In September 2022, Lionbridge acquired Game Tester, a community-based game testing platform based out of Melbourne, Australia.

In August 2024, Lionbridge launched Aurora Studio, a community-based AI testing platform based out of Waltham, Massachusetts, United States.

==Operations==
Lionbridge provides translation and localization in many languages, with offices in 26 countries. It serves clients such as the U.S. Department of Homeland Security and Government of Canada.

==Controversies and court cases==
A securities class action lawsuit involving the company was filed in July 2001 under "Samet v. Lionbridge Technologies, Inc. et al." in the United States District Court for the Southern District of New York.

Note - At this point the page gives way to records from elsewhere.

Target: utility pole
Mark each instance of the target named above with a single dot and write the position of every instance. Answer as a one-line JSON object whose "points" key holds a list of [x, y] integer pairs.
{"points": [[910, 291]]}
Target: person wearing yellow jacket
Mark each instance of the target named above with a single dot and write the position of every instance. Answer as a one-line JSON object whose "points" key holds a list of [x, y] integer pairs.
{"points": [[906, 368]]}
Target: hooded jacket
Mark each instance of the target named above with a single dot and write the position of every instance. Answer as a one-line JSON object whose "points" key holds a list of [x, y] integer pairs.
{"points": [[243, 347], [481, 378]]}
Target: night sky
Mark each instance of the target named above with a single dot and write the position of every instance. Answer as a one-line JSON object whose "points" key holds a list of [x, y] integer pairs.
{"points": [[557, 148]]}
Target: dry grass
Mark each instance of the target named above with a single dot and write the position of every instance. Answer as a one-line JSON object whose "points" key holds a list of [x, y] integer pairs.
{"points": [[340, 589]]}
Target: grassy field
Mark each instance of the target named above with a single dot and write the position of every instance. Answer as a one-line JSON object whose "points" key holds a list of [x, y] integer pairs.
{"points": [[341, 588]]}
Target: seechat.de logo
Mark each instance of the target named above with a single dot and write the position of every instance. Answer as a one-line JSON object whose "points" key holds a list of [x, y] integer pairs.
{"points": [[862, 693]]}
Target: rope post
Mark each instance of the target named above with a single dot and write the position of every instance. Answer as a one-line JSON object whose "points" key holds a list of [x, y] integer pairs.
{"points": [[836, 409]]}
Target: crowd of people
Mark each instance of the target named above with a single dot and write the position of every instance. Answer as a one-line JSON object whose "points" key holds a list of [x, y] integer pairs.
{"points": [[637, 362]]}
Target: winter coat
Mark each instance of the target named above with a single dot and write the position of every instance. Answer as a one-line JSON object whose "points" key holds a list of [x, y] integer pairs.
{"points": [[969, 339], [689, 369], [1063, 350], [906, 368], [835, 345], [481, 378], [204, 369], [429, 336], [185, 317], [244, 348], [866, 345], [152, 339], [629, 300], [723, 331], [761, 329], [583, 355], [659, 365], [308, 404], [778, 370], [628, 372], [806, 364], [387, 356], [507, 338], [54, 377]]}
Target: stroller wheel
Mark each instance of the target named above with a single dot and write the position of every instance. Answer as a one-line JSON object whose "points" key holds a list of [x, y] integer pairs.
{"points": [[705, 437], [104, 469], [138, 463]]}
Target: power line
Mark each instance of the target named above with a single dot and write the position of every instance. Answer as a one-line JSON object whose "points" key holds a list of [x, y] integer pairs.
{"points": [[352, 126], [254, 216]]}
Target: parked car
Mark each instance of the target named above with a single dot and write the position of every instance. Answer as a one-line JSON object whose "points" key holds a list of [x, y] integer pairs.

In 2006, a Lionbridge employee was awarded non economic damages of US$366,250 and economic damages of US$221,433 due to failure by the company to fulfill its obligation to help the employee obtain a green card.

A 2008 court case involved an unfair dismissal claim by a former Lionbridge employee fired for union recruitment activities at the company's Warsaw office to protect employment conditions. Protests in support were held in Denmark, Spain, Poland, and Ireland.

In 2014, 38 software testers contracting for Microsoft in the Bellevue, Washington office formed Temporary Workers Alliance, a trade union. A year later, Microsoft required Lionbridge to provide at least 3 weeks of vacation. In 2016, Lionbridge announced layoffs, two months after the union had ratified their first collective agreement. As part of the negotiations, the union had agreed to drop a joint employer case against Lionbridge and Microsoft.

In June 2024, an unfair labor practice was filed against the Lionbridge by the Communications Workers of America, alleging that the company illegally terminated the employment of 160 workers in Boise, Idaho who worked as software testers for Activision, in retaliation for exercising their right to participate in concerted union activities. As part of the layoff, CWA also alleges that workers were required to sign an overly broad confidentiality agreement and an illegal waiver of certain rights protected by the National Labor Relations Act.